German soldiers who have completed their term of deployment in Afghanistan wait for their luggage to go through a security check before their flight back to Germany at the air base in Termez in April 2010.

Germany says it will close its air base in Uzbekistan, shutting the last Western military installation in former Soviet Central Asia.

The base in the town of Termez, which has provided support for German and other NATO forces in neighboring Afghanistan since 2001, will be closed by the end of 2015, the German military said on October 14.

About half of the base's 41 German personnel left Termez earlier this month, the military said, and German forces in northern Afghanistan have been relaying on the U.S. transport flights since August.

"Termez right now is just a backup. We are not effectively using it right now, that's the reason why we are closing it," German Foreign Military Operations Command spokesman Dominik Wullers told RFE/RL.

"Some [personnel] will be transferred to Mazar-e Sharif in Afghanistan where we have our base, while others will relocate to Germany," Wullers added.

The military, however, didn't rule out the possibility of German forces returning to the base in the southern Uzbek border town.

It said a group of German specialists would arrive in Termez on October 18 and take steps that would enable the base to be used at short notice if such a decision were made.

Established at the end of 2001, the Termez air base was one of a handful of military installations opened by NATO member states in Central Asia to aid military operations in Afghanistan after the U.S.-led invasion that followed the terror attacks on the United States on September 11, 2001.

But most foreign troops withdrew from Afghanistan by the end of last year, decreasing the need for the bases, and Central Asian states appear to have faced pressure from Russia to lessen the Western military presence on their soil.

The German air base had been the only Western military base in Uzbekistan since the closure of the U.S. Karshi-Khanabad air base in 2005. The U.S. lease for its Manas air base in Kyrgyzstan expired last year, and a French air base at the airport in Dushanbe, Tajikistan, also closed in 2014.

Germany currently has 850 troops in Afghanistan as part of NATO's 12,500-strong residual force, which is made up mostly of U.S. troops.

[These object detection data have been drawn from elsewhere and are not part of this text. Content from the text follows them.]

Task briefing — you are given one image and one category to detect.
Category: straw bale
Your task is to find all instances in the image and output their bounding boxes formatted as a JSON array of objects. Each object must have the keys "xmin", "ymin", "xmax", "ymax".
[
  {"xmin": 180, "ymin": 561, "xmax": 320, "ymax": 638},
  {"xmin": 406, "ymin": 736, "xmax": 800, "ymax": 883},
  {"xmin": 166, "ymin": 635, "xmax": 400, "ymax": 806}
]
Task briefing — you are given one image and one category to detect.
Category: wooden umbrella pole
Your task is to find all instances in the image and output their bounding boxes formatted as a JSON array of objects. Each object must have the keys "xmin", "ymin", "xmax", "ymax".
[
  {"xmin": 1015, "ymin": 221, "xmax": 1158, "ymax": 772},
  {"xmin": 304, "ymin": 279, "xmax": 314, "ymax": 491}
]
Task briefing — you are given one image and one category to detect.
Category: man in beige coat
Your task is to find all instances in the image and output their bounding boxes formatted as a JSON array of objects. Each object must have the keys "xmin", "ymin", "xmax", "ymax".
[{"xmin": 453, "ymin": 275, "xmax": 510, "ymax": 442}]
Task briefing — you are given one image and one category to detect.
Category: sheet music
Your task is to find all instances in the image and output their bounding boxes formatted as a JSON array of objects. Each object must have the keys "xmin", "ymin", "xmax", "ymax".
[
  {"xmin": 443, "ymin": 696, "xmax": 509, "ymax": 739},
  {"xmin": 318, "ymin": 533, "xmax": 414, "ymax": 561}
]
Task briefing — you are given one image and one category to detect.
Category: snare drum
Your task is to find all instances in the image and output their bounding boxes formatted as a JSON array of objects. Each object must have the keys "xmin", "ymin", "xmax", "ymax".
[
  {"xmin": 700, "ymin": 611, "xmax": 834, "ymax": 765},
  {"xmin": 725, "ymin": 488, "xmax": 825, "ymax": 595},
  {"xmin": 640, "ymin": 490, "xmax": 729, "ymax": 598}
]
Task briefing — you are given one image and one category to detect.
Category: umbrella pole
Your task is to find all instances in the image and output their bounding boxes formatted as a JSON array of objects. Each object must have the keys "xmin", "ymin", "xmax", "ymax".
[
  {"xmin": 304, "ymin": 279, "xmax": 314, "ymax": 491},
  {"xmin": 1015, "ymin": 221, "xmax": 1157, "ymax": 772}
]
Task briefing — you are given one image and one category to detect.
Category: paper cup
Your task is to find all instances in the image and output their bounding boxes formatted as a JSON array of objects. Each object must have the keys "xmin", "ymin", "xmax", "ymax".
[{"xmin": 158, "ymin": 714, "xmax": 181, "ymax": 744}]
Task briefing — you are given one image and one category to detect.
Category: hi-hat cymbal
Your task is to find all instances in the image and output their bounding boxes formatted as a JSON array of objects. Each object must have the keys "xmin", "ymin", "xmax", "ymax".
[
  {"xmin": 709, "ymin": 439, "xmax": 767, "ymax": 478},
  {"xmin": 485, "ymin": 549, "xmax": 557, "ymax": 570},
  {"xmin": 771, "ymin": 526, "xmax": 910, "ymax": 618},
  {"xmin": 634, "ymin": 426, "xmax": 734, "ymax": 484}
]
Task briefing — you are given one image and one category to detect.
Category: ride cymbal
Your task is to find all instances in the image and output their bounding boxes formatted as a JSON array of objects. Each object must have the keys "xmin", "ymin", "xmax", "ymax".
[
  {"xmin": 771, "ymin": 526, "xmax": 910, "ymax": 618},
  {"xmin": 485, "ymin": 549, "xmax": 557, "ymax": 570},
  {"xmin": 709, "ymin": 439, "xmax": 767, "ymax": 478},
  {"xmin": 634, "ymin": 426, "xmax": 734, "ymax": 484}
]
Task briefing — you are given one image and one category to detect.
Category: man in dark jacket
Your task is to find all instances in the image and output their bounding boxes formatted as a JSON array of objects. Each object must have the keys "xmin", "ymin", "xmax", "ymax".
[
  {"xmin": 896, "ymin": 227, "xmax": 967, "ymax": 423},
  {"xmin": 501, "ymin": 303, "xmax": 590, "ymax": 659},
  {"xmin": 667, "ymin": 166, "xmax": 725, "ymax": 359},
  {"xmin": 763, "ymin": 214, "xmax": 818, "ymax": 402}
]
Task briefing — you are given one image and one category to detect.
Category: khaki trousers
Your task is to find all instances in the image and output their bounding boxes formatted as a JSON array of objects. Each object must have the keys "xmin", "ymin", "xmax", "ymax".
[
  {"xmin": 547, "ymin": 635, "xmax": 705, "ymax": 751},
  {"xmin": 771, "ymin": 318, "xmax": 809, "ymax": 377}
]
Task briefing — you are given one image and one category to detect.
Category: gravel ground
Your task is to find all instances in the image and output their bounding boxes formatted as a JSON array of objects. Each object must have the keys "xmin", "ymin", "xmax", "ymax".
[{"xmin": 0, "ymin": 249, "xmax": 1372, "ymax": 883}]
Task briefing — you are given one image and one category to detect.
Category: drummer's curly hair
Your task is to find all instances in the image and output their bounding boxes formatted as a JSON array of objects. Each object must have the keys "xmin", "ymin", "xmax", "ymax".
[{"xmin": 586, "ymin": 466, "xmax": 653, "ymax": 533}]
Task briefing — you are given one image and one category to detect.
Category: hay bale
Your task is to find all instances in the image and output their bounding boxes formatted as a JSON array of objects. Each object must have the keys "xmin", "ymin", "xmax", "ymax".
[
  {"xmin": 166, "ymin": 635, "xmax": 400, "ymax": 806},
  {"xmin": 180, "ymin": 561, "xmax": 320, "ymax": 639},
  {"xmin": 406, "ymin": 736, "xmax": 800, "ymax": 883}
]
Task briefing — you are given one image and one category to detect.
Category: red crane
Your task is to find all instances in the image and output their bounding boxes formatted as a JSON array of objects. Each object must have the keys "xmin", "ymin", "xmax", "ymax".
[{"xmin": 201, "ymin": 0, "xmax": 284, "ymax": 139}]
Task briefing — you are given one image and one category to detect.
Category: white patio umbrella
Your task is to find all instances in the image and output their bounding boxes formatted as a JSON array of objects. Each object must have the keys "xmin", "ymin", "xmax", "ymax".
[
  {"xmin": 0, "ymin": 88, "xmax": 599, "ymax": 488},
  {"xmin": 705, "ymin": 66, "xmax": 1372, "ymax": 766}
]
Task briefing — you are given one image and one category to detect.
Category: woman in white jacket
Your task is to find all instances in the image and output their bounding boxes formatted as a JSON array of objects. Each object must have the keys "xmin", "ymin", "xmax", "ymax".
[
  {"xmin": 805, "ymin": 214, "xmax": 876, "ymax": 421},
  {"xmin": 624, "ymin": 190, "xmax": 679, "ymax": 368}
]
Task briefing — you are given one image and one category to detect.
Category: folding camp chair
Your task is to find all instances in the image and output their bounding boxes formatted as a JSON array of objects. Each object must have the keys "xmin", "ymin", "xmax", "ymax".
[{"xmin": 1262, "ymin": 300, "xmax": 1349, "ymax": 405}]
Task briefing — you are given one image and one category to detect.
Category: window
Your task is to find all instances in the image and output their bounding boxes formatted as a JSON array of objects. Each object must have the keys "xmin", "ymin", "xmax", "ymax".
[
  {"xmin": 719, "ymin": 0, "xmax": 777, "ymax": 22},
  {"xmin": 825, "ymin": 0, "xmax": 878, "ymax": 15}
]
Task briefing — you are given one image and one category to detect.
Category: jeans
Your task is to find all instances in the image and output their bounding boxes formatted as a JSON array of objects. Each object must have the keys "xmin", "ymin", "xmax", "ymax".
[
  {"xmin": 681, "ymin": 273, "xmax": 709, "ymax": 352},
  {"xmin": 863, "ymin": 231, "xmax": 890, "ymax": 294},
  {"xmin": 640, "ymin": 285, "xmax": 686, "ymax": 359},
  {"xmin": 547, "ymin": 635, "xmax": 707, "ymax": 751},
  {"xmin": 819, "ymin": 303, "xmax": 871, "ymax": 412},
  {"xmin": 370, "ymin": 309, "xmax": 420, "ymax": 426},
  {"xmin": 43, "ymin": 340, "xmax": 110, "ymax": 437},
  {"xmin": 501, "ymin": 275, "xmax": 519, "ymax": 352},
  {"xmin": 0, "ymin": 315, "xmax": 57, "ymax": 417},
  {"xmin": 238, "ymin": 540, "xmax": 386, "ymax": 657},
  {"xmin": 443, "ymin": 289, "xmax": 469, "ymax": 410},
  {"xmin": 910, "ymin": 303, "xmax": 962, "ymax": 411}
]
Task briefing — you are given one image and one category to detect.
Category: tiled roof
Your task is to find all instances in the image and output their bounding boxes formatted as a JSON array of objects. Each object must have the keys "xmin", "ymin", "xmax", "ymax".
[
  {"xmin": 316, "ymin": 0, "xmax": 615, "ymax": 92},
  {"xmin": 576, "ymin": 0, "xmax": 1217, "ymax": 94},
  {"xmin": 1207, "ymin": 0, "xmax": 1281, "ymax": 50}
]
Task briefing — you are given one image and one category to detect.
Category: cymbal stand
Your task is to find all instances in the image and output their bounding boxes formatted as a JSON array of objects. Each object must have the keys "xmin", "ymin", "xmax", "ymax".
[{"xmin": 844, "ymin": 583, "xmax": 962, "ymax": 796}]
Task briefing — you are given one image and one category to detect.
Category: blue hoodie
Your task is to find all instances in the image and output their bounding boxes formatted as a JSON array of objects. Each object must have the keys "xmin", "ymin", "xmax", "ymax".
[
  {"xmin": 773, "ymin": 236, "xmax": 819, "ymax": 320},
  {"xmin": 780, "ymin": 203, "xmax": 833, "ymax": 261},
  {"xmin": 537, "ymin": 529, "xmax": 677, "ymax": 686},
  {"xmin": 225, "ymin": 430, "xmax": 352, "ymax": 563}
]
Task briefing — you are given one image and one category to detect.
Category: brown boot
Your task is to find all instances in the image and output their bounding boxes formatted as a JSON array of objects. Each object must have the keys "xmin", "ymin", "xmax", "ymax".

The United States had planned to pull almost all of its 9,800 troops out by the end of 2016, but is now expected to leave 5,500 in the country at least through 2017.

Germany and Uzbekistan had extended the lease of the Termez base in 2014 but the price and the expiration date were not made public.

Regional media reported at the time that Uzbekistan had tried to raise the rent, which had been estimated at between $11.5 million and $17 million.

Human rights groups have accused Germany of turning a blind eye to Uzbekistan's poor human rights record.

Autocratic Uzbek President Islam Karimov has been in power since the Soviet era and tolerates little dissent.